Leslie Savoye
Director and Membership Secretary
I grew up in Santa Fe, New Mexico. We rode the Super Chief and El Capitan to Chicago twice a year to visit my grandparents. When I was three years old, watching the mars lights on the covered wagons snake through Apache Canyon in the snow, I developed my love for trains. My relatives were deeply immersed in the history of the Santa Fe. My godfather (great uncle) was an agent in Albuquerque, New Mexico for 50 years, and my great grandmother was a Fred Harvey girl in Rincon, New Mexico.
We briefly moved to Chicago while my father went to law school. I would sneak out of the apartment and walk a block and a half to the Indiana Harbor Belt Railroad to watch the trains. It was then I knew in my heart that I wanted made to become a locomotive engineer. At the age of 15, I moved to Chicago to live with my grandmother. For two summers, I worked as a tour escort for American Rail Tours (a division of Amtrak). That experience was an intricate part of the foundation of my railroad career and passion of railroading. Out of that experience, my love affair with the Southern Pacific began.
I attended the University of Tennessee in Knoxville to major in Transportation. During that time, all I could think of was the railroad. In 1976, I started at the Chicago and North Western Railroad as a brakeman after begging the women in the Personnel Department to hire me. That allowed me to become a conductor, fireman, and locomotive engineer. I was the second female locomotive engineer in the United States.
While on vacation to the Bay Area in 1979, I stopped in at 1 Market Street in San Francisco (Mecca on Southern Pacific) and applied as a promoted locomotive engineer at the Southern Pacific. And the rest is history. I was hired in Oakland.
In 1987, I began working for Amtrak out of Oakland as the first woman road foreman of engines in the country.
I subsequently relinquished my seniority at Amtrak and moved to Olathe, Kansas to work for Burlington Northern as assistant manager of locomotive engineer training. After a family crisis, I returned to the Bay Area, after which I worked in intermodal and automotive operations at Consolidated Freightways, APL (American Presidents Lines), and Pacer Stacktrain.
At that time, my future husband was living in Michigan, and I moved there until we could return to the Bay Area.

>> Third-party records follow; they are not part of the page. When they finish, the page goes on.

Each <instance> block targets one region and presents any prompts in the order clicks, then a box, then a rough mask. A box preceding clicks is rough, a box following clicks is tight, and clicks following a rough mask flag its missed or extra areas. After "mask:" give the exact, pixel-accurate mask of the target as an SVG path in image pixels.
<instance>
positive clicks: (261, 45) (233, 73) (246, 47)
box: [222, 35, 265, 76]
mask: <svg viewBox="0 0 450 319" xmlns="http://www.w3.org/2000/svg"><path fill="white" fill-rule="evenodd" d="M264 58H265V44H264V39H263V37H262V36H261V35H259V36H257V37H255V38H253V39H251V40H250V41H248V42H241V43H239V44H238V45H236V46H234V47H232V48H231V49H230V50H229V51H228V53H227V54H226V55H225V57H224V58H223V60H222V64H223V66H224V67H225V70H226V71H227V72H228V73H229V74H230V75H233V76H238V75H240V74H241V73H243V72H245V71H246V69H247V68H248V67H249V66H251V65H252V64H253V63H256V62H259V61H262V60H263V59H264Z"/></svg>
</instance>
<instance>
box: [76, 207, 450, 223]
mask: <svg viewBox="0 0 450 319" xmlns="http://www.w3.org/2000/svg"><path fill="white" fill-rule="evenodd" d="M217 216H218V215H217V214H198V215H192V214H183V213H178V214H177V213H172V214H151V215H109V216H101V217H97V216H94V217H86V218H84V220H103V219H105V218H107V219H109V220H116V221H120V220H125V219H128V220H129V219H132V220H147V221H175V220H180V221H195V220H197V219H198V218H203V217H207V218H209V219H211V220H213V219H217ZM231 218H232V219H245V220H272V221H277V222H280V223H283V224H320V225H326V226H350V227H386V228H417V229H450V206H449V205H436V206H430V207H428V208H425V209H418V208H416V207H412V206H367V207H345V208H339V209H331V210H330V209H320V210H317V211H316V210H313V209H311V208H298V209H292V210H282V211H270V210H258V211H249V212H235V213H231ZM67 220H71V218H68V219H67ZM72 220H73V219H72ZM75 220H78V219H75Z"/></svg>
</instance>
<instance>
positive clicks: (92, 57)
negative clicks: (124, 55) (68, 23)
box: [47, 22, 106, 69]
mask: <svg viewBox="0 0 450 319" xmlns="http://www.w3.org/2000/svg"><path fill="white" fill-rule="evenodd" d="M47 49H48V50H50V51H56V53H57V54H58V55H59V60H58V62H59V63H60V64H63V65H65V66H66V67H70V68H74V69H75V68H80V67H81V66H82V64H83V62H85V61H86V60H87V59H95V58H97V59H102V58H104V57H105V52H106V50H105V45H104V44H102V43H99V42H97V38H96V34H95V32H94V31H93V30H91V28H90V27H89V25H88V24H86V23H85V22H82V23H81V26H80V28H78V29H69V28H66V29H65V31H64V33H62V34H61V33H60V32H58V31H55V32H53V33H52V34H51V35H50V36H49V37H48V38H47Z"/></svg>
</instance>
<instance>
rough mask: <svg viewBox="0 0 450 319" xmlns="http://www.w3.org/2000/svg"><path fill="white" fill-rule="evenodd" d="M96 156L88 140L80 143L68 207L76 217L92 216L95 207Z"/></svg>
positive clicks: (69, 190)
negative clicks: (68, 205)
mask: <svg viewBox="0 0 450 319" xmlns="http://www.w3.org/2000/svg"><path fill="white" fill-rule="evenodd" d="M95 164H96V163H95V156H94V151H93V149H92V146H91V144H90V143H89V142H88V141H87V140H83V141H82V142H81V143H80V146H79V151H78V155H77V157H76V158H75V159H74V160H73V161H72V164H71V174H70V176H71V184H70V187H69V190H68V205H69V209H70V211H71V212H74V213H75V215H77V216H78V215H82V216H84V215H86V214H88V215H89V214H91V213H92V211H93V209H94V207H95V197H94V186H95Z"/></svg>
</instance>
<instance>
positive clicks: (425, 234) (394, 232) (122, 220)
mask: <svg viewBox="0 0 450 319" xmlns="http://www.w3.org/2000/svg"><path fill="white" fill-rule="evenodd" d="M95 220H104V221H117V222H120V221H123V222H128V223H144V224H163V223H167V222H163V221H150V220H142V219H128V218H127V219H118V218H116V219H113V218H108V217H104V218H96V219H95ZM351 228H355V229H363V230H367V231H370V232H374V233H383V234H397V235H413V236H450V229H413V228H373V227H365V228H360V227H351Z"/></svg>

I worked as a consultant starting a Class III switching railroad in New York, an intermodal project for Nova Scotia, and a shortline in Texas.
We moved back to the Bay Area where I was hired as a locomotive engineer for Sierra Northern until I was approached by the Federal Railroad Administration (FRA) and National Aeronautics and Space Administration (NASA) to consider being involved with the C3RS (Confidential Close Call Reporting System). It is a program funded by the FRA and administered by NASA to study human factors incidents and accidents to improve railroad safety. I became project manager at Moffett Field, California until I retired January of 2020.
I continue to work as a consultant teaching train handling, operations, and rules for various shortline railroad companies. My husband Chip and I reside in Lafayette, California, as well as Santa Fe. We have five children and two grandsons between us. Our interests include railroad photography, tennis, hiking, biking, activities with our dogs, and international travel. We raise, show, and do field work with our four wire haired Dachshunds who are gracious enough to let us live with them.